Para Bruno Maron e Ricardo Coimbra
Ah, os momentos de culpa. O que seria de nossos valores como sociedade sem eles? A culpa é a imputação moral que transforma a partir de dentro, a força motriz freudiana da mudança psicanalítica. De que culpa estamos falando? De todas, mas a que eu gostaria de abordar aqui é uma que me acomete quase todo final de domingo: a culpa da debilidade física.
O sedentarismo é o estilo de vida que mais combina com a pós-modernidade. Sem espaço para cultivar músculos, sem tempo para trabalhar o tônus, um corpo atlético na cidade é um objeto fora de propósito – ainda mais em se tratando de uma cidade não-litorânea, onde o culto ao corpo não é um imperativo social. O corpo pálido e flácido de quem passa a maior parte da sua rotina na internet é o gatilho para esse ranço com a adaptação evolutiva. Nesse momento, é muito importante testemunhar movimento, admirar atletas, sonhar com atores e atrizes. Essa é a razão, inclusive, de todo e qualquer barzinho mais ou menos ajeitado tem uma televisão de LED ligada no canal Off!, uma programação que consiste basicamente em um videoclipe de 24 horas de pessoas bonitas, aventureiras e saradas fazendo tudo aquilo que nosso cotidiano não comporta.

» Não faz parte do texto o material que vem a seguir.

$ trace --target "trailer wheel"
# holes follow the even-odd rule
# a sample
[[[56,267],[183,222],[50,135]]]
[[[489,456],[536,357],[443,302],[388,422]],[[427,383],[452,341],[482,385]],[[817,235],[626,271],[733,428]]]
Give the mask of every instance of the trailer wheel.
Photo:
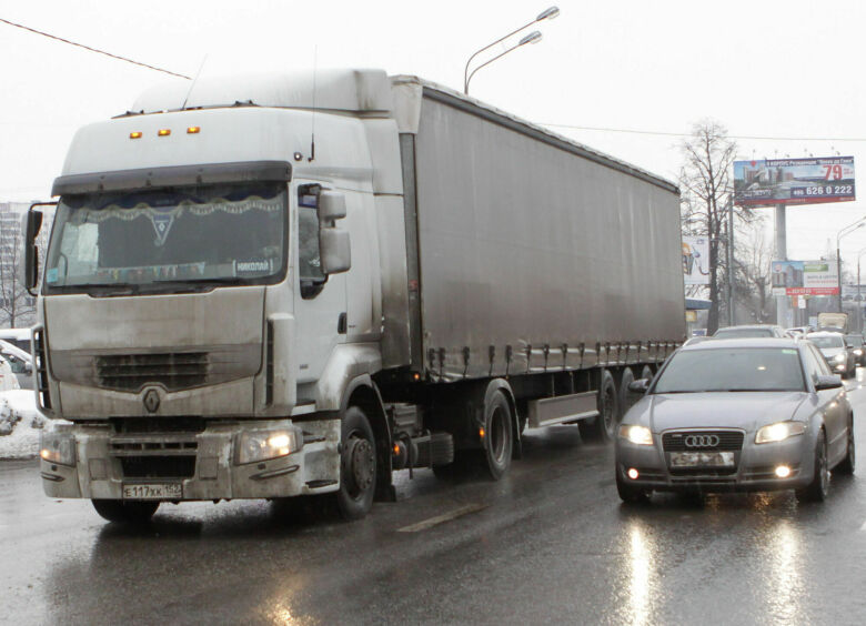
[[[144,524],[160,506],[159,502],[151,501],[122,501],[122,499],[91,499],[93,508],[103,519],[125,524]]]
[[[358,406],[343,415],[341,440],[336,506],[344,519],[361,519],[372,508],[376,491],[376,442],[370,420]]]
[[[602,380],[598,385],[598,416],[592,420],[583,420],[580,423],[581,436],[585,441],[608,442],[616,436],[620,425],[617,407],[616,383],[607,370],[602,370]]]
[[[484,467],[491,478],[499,481],[511,467],[514,447],[513,416],[508,398],[495,391],[484,405]]]

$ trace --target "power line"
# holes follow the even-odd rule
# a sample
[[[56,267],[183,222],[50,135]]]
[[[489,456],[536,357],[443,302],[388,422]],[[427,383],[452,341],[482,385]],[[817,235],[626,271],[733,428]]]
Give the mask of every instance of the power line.
[[[574,130],[588,130],[600,132],[627,132],[634,134],[655,134],[662,137],[692,137],[686,132],[664,132],[664,131],[645,131],[637,129],[613,129],[605,127],[576,127],[573,124],[548,124],[545,122],[538,122],[543,127],[560,128],[560,129],[574,129]],[[850,137],[759,137],[748,134],[729,134],[731,139],[744,139],[744,140],[762,140],[762,141],[859,141],[866,142],[866,138],[850,138]]]
[[[127,59],[125,57],[119,57],[117,54],[112,54],[111,52],[105,52],[104,50],[98,50],[95,48],[91,48],[90,46],[84,46],[83,43],[75,43],[74,41],[70,41],[68,39],[63,39],[62,37],[57,37],[54,34],[49,34],[47,32],[42,32],[41,30],[36,30],[33,28],[29,28],[22,24],[17,24],[16,22],[10,22],[9,20],[4,20],[3,18],[0,18],[0,22],[7,23],[9,26],[20,28],[30,32],[33,32],[36,34],[41,34],[42,37],[48,37],[49,39],[54,39],[57,41],[62,41],[63,43],[69,43],[70,46],[75,46],[78,48],[83,48],[84,50],[90,50],[91,52],[97,52],[98,54],[104,54],[105,57],[111,57],[112,59],[118,59],[119,61],[125,61],[127,63],[132,63],[133,65],[140,65],[142,68],[148,68],[149,70],[155,70],[158,72],[162,72],[164,74],[171,74],[173,77],[192,80],[190,77],[185,77],[183,74],[179,74],[175,72],[171,72],[169,70],[163,70],[162,68],[154,68],[153,65],[149,65],[147,63],[140,63],[139,61],[133,61],[132,59]]]

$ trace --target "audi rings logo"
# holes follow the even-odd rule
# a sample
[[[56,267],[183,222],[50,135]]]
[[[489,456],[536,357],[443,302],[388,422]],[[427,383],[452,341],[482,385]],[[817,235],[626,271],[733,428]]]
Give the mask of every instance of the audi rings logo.
[[[686,447],[716,447],[721,441],[718,435],[688,435],[685,444]]]

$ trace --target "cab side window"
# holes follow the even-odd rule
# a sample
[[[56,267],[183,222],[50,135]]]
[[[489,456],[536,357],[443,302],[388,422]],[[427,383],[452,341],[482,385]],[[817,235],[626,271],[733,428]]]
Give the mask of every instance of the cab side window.
[[[319,251],[319,185],[298,188],[298,276],[301,295],[314,297],[326,276]]]
[[[815,382],[818,376],[829,376],[833,374],[829,365],[827,365],[827,361],[824,359],[824,355],[818,352],[817,347],[809,345],[806,355],[806,372],[812,377],[813,382]]]

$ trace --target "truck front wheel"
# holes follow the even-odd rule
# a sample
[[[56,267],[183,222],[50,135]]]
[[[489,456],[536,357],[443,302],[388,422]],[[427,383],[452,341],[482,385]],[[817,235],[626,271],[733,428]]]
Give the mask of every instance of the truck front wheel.
[[[376,442],[370,420],[350,406],[343,416],[340,491],[336,505],[345,519],[361,519],[373,506],[376,488]]]
[[[159,502],[92,499],[93,508],[109,522],[127,524],[143,524],[148,522],[160,506]]]

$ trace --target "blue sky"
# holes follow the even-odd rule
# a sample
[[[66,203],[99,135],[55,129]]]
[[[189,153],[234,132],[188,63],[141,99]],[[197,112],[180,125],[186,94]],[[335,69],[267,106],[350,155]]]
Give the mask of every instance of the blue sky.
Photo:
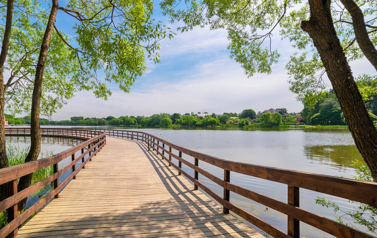
[[[72,17],[59,11],[58,28],[72,26]],[[159,14],[155,15],[155,18],[161,19]],[[177,26],[169,26],[174,29]],[[275,34],[278,34],[277,32]],[[95,98],[90,92],[78,92],[53,114],[52,119],[65,120],[80,115],[149,116],[162,112],[222,114],[249,108],[257,112],[282,107],[288,112],[298,112],[303,106],[288,89],[288,76],[284,69],[294,49],[289,42],[279,39],[276,37],[273,42],[273,47],[278,45],[282,53],[279,63],[273,67],[273,73],[256,74],[248,78],[241,66],[229,57],[225,31],[197,27],[178,33],[173,39],[160,41],[161,63],[148,62],[146,73],[131,87],[130,93],[121,92],[112,84],[109,85],[112,95],[107,101]],[[374,72],[365,61],[353,64],[357,69],[354,72],[366,72],[371,69],[371,72]]]

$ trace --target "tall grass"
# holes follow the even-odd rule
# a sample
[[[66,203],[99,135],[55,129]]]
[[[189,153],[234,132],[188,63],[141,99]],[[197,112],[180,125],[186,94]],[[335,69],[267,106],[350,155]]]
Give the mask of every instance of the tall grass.
[[[25,158],[29,151],[30,146],[20,148],[18,144],[12,144],[9,142],[6,148],[8,162],[9,166],[13,166],[25,163]],[[48,157],[54,155],[54,151],[41,151],[40,156],[41,158]],[[41,169],[33,173],[31,179],[31,185],[35,184],[41,180],[52,175],[54,173],[52,165]]]
[[[25,163],[25,158],[28,155],[29,150],[30,146],[20,148],[19,144],[17,143],[12,143],[11,142],[9,142],[6,147],[7,156],[8,157],[8,163],[9,166],[13,166]],[[41,151],[40,158],[45,158],[53,155],[54,155],[54,151],[53,150],[50,151]],[[53,174],[54,169],[52,165],[37,170],[33,173],[31,185],[35,184],[39,181],[52,175]],[[38,200],[43,198],[50,191],[54,189],[54,186],[52,186],[53,183],[53,182],[51,182],[50,184],[48,184],[30,195],[29,197],[38,197]],[[6,211],[0,213],[0,229],[4,227],[8,223],[8,214]]]

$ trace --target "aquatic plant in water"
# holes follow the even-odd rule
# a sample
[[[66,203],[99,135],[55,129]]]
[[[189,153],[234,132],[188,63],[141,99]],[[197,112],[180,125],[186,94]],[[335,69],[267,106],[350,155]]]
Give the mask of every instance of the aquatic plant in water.
[[[9,142],[6,147],[7,156],[8,157],[9,166],[13,166],[25,163],[25,158],[28,155],[29,149],[29,146],[20,148],[20,145],[17,143],[12,143],[11,142]],[[53,155],[54,155],[54,151],[46,151],[44,152],[41,151],[40,158],[45,158]],[[54,169],[52,165],[37,170],[33,173],[31,185],[35,184],[53,174]],[[53,182],[52,182],[50,184],[48,184],[41,188],[29,195],[29,199],[35,198],[38,201],[43,198],[53,189],[54,187],[52,186],[53,183]],[[8,215],[6,211],[4,211],[0,213],[0,229],[8,224],[7,220]]]

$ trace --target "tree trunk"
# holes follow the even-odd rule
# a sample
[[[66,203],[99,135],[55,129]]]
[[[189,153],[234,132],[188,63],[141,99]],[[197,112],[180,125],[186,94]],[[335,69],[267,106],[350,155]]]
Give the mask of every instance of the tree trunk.
[[[36,160],[41,151],[41,128],[39,124],[39,113],[40,109],[41,96],[42,93],[42,82],[43,80],[43,69],[44,63],[47,56],[51,35],[54,30],[55,18],[58,12],[58,0],[53,0],[50,17],[49,18],[46,31],[43,37],[41,50],[39,53],[38,62],[35,72],[35,79],[33,89],[32,99],[31,113],[30,117],[30,137],[31,144],[30,150],[25,159],[25,162]],[[17,189],[19,191],[27,188],[30,186],[32,174],[21,177],[18,182]],[[20,201],[18,204],[18,211],[23,210],[27,198]]]
[[[313,39],[357,148],[377,182],[377,131],[354,80],[334,26],[329,0],[309,0],[310,18],[301,28]]]
[[[9,41],[11,38],[12,19],[13,15],[13,0],[8,0],[7,3],[6,20],[4,31],[1,53],[0,53],[0,169],[9,166],[5,148],[5,128],[4,123],[5,90],[4,87],[4,64],[8,54]],[[8,188],[6,184],[0,186],[0,201],[8,197]]]

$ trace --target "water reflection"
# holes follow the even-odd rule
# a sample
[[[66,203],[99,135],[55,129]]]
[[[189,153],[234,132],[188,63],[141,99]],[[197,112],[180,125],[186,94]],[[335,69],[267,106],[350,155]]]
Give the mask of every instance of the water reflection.
[[[352,166],[352,161],[356,159],[362,160],[351,133],[346,129],[252,127],[246,129],[237,127],[93,128],[141,131],[183,147],[222,159],[347,178],[352,178],[352,175],[356,175],[355,170]],[[60,145],[59,141],[58,145]],[[56,142],[54,144],[57,144]],[[56,151],[62,150],[57,150]],[[185,155],[183,157],[193,162],[192,158]],[[199,166],[219,178],[222,178],[223,176],[224,171],[219,168],[201,161],[199,162]],[[193,175],[192,169],[184,165],[182,165],[182,168],[190,174]],[[217,185],[200,175],[199,180],[218,194],[222,195],[223,189]],[[233,172],[231,174],[231,181],[256,192],[287,201],[287,185]],[[331,199],[345,210],[350,210],[352,208],[346,200],[332,198],[328,195],[303,189],[300,189],[300,207],[332,220],[334,220],[336,216],[340,215],[334,213],[331,209],[316,204],[315,200],[317,196]],[[246,211],[284,230],[286,230],[286,215],[271,209],[266,209],[264,205],[233,193],[231,194],[230,199],[231,201]],[[302,236],[333,237],[311,226],[302,223],[301,224]]]
[[[59,137],[53,136],[43,136],[41,143],[41,154],[43,157],[47,154],[55,154],[64,151],[67,149],[77,145],[83,141],[78,139],[67,137]],[[17,147],[20,150],[28,148],[31,143],[30,137],[28,136],[6,136],[5,142],[7,147],[10,146],[10,143],[12,145],[17,144]],[[78,156],[78,154],[77,156]],[[60,162],[58,164],[59,169],[61,169],[64,165],[69,163],[71,161],[71,157],[69,157]],[[80,165],[80,163],[78,164]],[[72,173],[72,171],[68,170],[59,177],[59,181],[61,182]],[[25,209],[30,207],[35,203],[47,194],[53,189],[53,183],[47,185],[39,191],[31,194],[28,198]]]
[[[304,155],[313,163],[331,165],[340,172],[352,168],[356,159],[363,161],[354,145],[304,146],[303,148]]]

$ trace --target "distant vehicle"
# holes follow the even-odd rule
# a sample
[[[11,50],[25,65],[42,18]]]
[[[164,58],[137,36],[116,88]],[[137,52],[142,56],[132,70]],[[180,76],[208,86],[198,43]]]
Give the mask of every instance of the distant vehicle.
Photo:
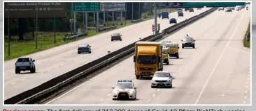
[[[194,8],[190,8],[190,12],[194,12]]]
[[[36,72],[35,60],[28,57],[20,57],[15,62],[15,74],[20,74],[20,71],[30,71],[31,73]]]
[[[162,19],[167,18],[169,19],[169,12],[166,11],[162,12]]]
[[[218,8],[218,10],[224,10],[224,7],[220,7]]]
[[[92,53],[92,49],[91,46],[89,44],[83,44],[80,45],[78,47],[78,53],[80,54],[82,53]]]
[[[178,49],[180,47],[178,46],[178,43],[169,43],[165,45],[166,48],[168,48],[167,51],[170,57],[176,57],[176,58],[179,58],[179,53]]]
[[[190,8],[185,8],[185,11],[190,10]]]
[[[182,8],[178,8],[177,9],[177,12],[178,12],[178,14],[180,13],[180,12],[183,12],[183,10]]]
[[[171,19],[170,19],[170,24],[171,24],[171,23],[177,24],[177,19],[175,19],[175,18],[171,18]]]
[[[163,62],[169,65],[170,63],[168,48],[163,48]]]
[[[112,89],[113,100],[122,98],[136,100],[137,98],[136,87],[131,80],[118,80],[115,87]]]
[[[122,35],[120,33],[113,33],[111,35],[111,41],[120,40],[122,41]]]
[[[227,8],[226,12],[232,12],[232,9],[230,7]]]
[[[184,38],[181,40],[183,42],[182,48],[184,47],[192,47],[194,49],[194,42],[195,40],[193,39],[193,37],[188,37],[188,38]]]
[[[180,17],[180,16],[184,17],[183,12],[179,12],[179,13],[178,13],[178,17]]]
[[[151,80],[151,88],[173,87],[173,77],[169,71],[155,71]]]

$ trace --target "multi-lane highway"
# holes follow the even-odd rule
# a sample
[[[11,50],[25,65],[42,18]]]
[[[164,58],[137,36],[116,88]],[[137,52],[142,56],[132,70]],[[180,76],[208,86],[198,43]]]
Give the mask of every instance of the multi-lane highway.
[[[195,49],[180,49],[164,70],[173,74],[173,88],[150,87],[150,79],[134,78],[131,57],[48,104],[240,104],[250,103],[250,51],[243,39],[250,11],[215,11],[163,40],[178,42],[189,33]],[[163,41],[162,40],[162,41]],[[113,101],[111,88],[129,79],[137,87],[137,100]]]
[[[185,12],[184,17],[178,17],[177,12],[171,13],[169,16],[171,18],[178,19],[178,23],[208,9],[210,8],[202,8],[201,10],[194,10],[194,12]],[[15,62],[16,59],[6,61],[4,62],[4,99],[8,99],[51,78],[102,57],[108,53],[108,51],[116,51],[138,40],[139,37],[143,38],[152,35],[152,24],[153,23],[153,20],[143,22],[26,56],[36,60],[36,74],[15,74]],[[173,25],[169,24],[169,20],[166,19],[158,18],[158,23],[161,24],[161,29]],[[111,35],[114,33],[120,33],[122,35],[122,42],[111,41]],[[87,43],[92,46],[91,54],[77,54],[77,46],[83,43]]]

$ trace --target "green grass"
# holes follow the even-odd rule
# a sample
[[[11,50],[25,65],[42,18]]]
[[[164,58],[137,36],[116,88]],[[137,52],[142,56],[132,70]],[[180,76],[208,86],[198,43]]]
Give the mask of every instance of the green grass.
[[[160,12],[166,10],[160,10]],[[168,9],[169,12],[174,12],[174,10]],[[148,15],[146,12],[143,13],[142,15],[143,17],[145,18],[143,19],[142,22],[147,21],[149,19],[152,19],[153,18],[153,15],[151,15],[151,17],[150,15]],[[126,21],[126,25],[125,24],[125,20],[123,20],[123,25],[120,25],[121,22],[118,21],[118,28],[120,28],[125,26],[127,26],[131,24],[137,24],[136,23],[131,23],[130,20]],[[112,21],[108,22],[107,26],[110,26],[112,25]],[[114,24],[116,24],[116,22],[115,21]],[[115,29],[117,29],[115,28]],[[113,30],[115,30],[113,29]],[[8,38],[7,35],[5,35],[5,40],[4,40],[4,60],[8,60],[12,58],[17,58],[20,56],[34,53],[36,52],[38,52],[41,51],[43,51],[45,49],[48,49],[57,46],[59,46],[64,44],[66,44],[71,42],[76,41],[78,40],[83,39],[85,37],[88,37],[91,36],[94,36],[95,35],[97,35],[99,33],[105,33],[108,31],[101,31],[101,32],[97,32],[95,30],[89,30],[88,34],[87,36],[85,37],[80,37],[76,40],[71,40],[71,41],[67,41],[64,42],[63,38],[65,37],[65,35],[70,33],[70,32],[56,32],[56,44],[54,43],[54,32],[38,32],[38,46],[37,49],[36,49],[36,42],[35,40],[24,40],[24,41],[17,41],[15,40],[17,39],[17,36],[11,36],[12,40],[10,41],[10,56],[8,56]],[[28,37],[32,37],[32,33],[25,33],[24,35],[24,39],[27,38],[27,36]],[[35,40],[35,38],[34,39]]]
[[[246,35],[244,35],[244,38],[243,38],[243,46],[246,46],[246,47],[248,47],[250,48],[250,41],[247,41],[246,40],[246,35],[250,31],[250,23],[249,23],[248,24],[248,27],[247,28],[247,31],[246,31]]]

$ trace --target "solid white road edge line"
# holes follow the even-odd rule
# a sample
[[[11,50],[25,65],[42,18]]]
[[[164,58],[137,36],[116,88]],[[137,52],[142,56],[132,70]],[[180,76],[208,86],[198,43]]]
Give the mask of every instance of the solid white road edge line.
[[[233,38],[233,37],[234,37],[234,34],[236,33],[236,31],[237,28],[239,28],[239,26],[240,25],[241,22],[242,21],[242,19],[243,19],[243,15],[244,15],[245,12],[246,12],[246,11],[243,11],[243,15],[242,15],[242,17],[241,17],[241,19],[240,19],[240,20],[239,20],[239,24],[237,24],[237,26],[236,26],[236,27],[235,30],[234,31],[232,35],[232,36],[231,36],[231,37],[229,38],[229,40],[227,42],[227,44],[226,44],[226,46],[225,46],[225,47],[224,50],[222,51],[222,53],[220,54],[220,57],[219,57],[219,58],[218,59],[217,62],[216,62],[215,65],[214,66],[213,69],[213,70],[212,70],[212,71],[211,72],[209,77],[207,78],[206,82],[205,83],[205,84],[204,84],[204,85],[203,88],[201,89],[201,92],[200,92],[200,93],[199,93],[199,96],[198,96],[198,98],[197,98],[197,99],[196,102],[194,103],[194,104],[197,104],[197,103],[198,103],[198,102],[199,101],[199,100],[200,100],[200,99],[201,99],[201,95],[202,95],[202,94],[203,94],[203,93],[204,93],[204,89],[206,87],[208,83],[209,82],[209,80],[210,80],[210,79],[211,79],[211,76],[213,76],[213,73],[215,72],[215,69],[216,69],[216,68],[217,68],[217,67],[218,67],[218,64],[219,64],[219,62],[220,62],[220,61],[221,58],[222,58],[222,56],[223,56],[223,55],[224,55],[224,53],[225,52],[225,51],[226,51],[226,49],[227,49],[227,46],[228,46],[228,45],[229,45],[229,42],[230,42],[230,41],[231,41],[231,40]]]

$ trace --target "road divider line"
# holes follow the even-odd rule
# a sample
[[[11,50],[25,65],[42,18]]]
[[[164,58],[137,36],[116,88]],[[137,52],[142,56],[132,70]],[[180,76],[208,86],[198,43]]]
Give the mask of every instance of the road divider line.
[[[215,69],[216,69],[216,68],[217,68],[217,67],[218,67],[218,64],[219,64],[219,62],[220,62],[220,61],[221,58],[222,58],[222,56],[223,56],[223,55],[224,55],[225,52],[226,51],[227,48],[228,47],[228,46],[229,46],[229,42],[230,42],[231,40],[233,38],[233,37],[234,37],[234,34],[236,33],[236,30],[238,29],[238,28],[239,28],[239,25],[240,25],[240,24],[241,24],[241,22],[242,21],[242,19],[243,19],[243,15],[244,15],[244,14],[245,14],[245,12],[246,12],[246,11],[243,11],[243,15],[242,15],[242,17],[240,18],[240,20],[239,20],[239,24],[237,24],[237,26],[236,26],[235,30],[234,31],[234,32],[233,32],[233,33],[232,33],[232,36],[230,37],[230,38],[229,38],[229,41],[227,42],[227,44],[226,44],[225,47],[224,48],[224,49],[223,49],[222,52],[221,53],[220,56],[220,57],[219,57],[219,58],[218,59],[218,60],[217,60],[217,62],[216,62],[216,63],[215,63],[215,66],[214,66],[214,67],[213,67],[213,70],[212,70],[212,71],[211,72],[210,76],[208,76],[208,78],[207,78],[207,80],[206,80],[206,83],[204,83],[204,86],[203,86],[203,88],[201,89],[201,92],[200,92],[200,93],[199,93],[199,96],[198,96],[198,98],[197,99],[196,102],[194,103],[194,104],[197,104],[197,103],[198,103],[198,102],[199,101],[199,100],[200,100],[200,99],[201,99],[201,95],[203,94],[205,88],[206,87],[207,85],[208,85],[208,83],[209,82],[209,80],[210,80],[210,79],[211,79],[211,76],[213,76],[213,73],[215,72]]]
[[[86,81],[86,82],[83,83],[83,84],[80,84],[80,85],[78,85],[78,86],[76,86],[76,87],[73,87],[73,89],[71,89],[71,90],[69,90],[69,91],[66,92],[66,93],[63,94],[62,95],[61,95],[61,96],[58,96],[58,97],[57,97],[57,98],[55,98],[55,99],[52,99],[52,100],[50,101],[49,102],[46,103],[45,104],[49,104],[49,103],[52,103],[52,102],[53,102],[53,101],[56,101],[57,99],[60,99],[60,98],[63,97],[64,96],[65,96],[65,95],[66,95],[67,94],[69,94],[69,93],[71,92],[72,91],[75,90],[76,89],[77,89],[77,88],[78,88],[78,87],[81,87],[81,86],[83,86],[83,85],[85,85],[86,83],[87,83],[88,82],[90,82],[90,81],[91,81],[91,80],[93,80],[94,79],[97,78],[97,77],[99,77],[99,76],[101,76],[102,74],[104,74],[106,72],[107,72],[107,71],[110,71],[111,69],[113,69],[113,68],[115,68],[116,67],[118,67],[118,66],[120,65],[121,64],[122,64],[122,63],[124,63],[125,62],[128,61],[128,60],[129,60],[129,58],[128,58],[127,60],[124,60],[124,61],[122,61],[122,62],[120,62],[119,64],[118,64],[118,65],[115,65],[114,67],[111,67],[111,68],[110,68],[110,69],[107,69],[107,70],[104,71],[104,72],[102,72],[102,73],[99,74],[99,75],[97,75],[97,76],[94,76],[94,78],[92,78],[90,79],[88,81]]]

Ah, os momentos de culpa. O que seria de nossos valores como sociedade sem eles? A culpa é a imputação moral que transforma a partir de dentro, a força motriz freudiana da mudança psicanalítica.
Eu, por minha vez, tenho meu próprio canal Off!, ou seja, meu próprio método de me livrar da culpa sedentária. Trata-se do videoclipe de “Knock me Down”, do Red Hot Chili Peppers. O single do quarto disco do quarteto californiano de funk metal é o primeiro depois da morte do primeiro guitarrista, Hillel Slovak, uma das mais dolorosas perdas que o mundo sofreu para as drogas injetáveis.
Em 1989, John Frusciante, ainda um garoto se comparado aos outros membros da banda – oito anos de diferença para o vocalista, Anthony Kiedis –, ainda era um jovem aprendiz de porra-louca, se excedendo nas drogas junto com seus parceiros musicais, que cantariam ainda por muitos anos o lamento pela morte do antigo membro. O clipe é um chamado pelo soterrado sentimentalismo masculino, algo que também viria a ser um motivo do grupo nos anos vindouros, mas o clipe é uma loucura completa.
Sentado em meu sofá, sinto-me um desses meninos monarquistas com caspa assistindo aos quatro músicos completamente sarados, bronzeados, o cabelo comprido brilhando, todas as drogas fazendo efeito ao mesmo tempo durante a performance. Experimentando baratos que um cidadão médio jamais conhecerá, lá estão meus heróis, ases do surfe, do rock ‘n roll, do groove, da metelança, alcançado níveis de bazófia insustentáveis para os dias de hoje, eles dão cambalhotas, se sacodem nas janelas, plantam bananeira, batucam na parede, giram abandonados ao movimento do descompasso químico que experimentam no cérebro.
Como é bom absorver a vitalidade que transborda da tela da TV enquanto mergulho um nuggets na maionese equilibrada em minha ampla e circunferencial pança. Que expurgo de culpa esse clipe é capaz de realizar nas mentes mais anódinas, como a minha. Nunca terei um físico como aquele e nunca estarei tão doidão a ponto de usar chapéu coco sem camisa, isso é fato, mas posso ao menos terminar meu domingo com um pouco mais de energia artificial. Tal qual um organismo pré-cambriano que absorve energia solar, estou distante no tempo e no espaço de tudo o que me coloca para a frente, mas sei o que estou fazendo no momento em que ouço as primeiras notas dessa música. E não me arrependo de nada.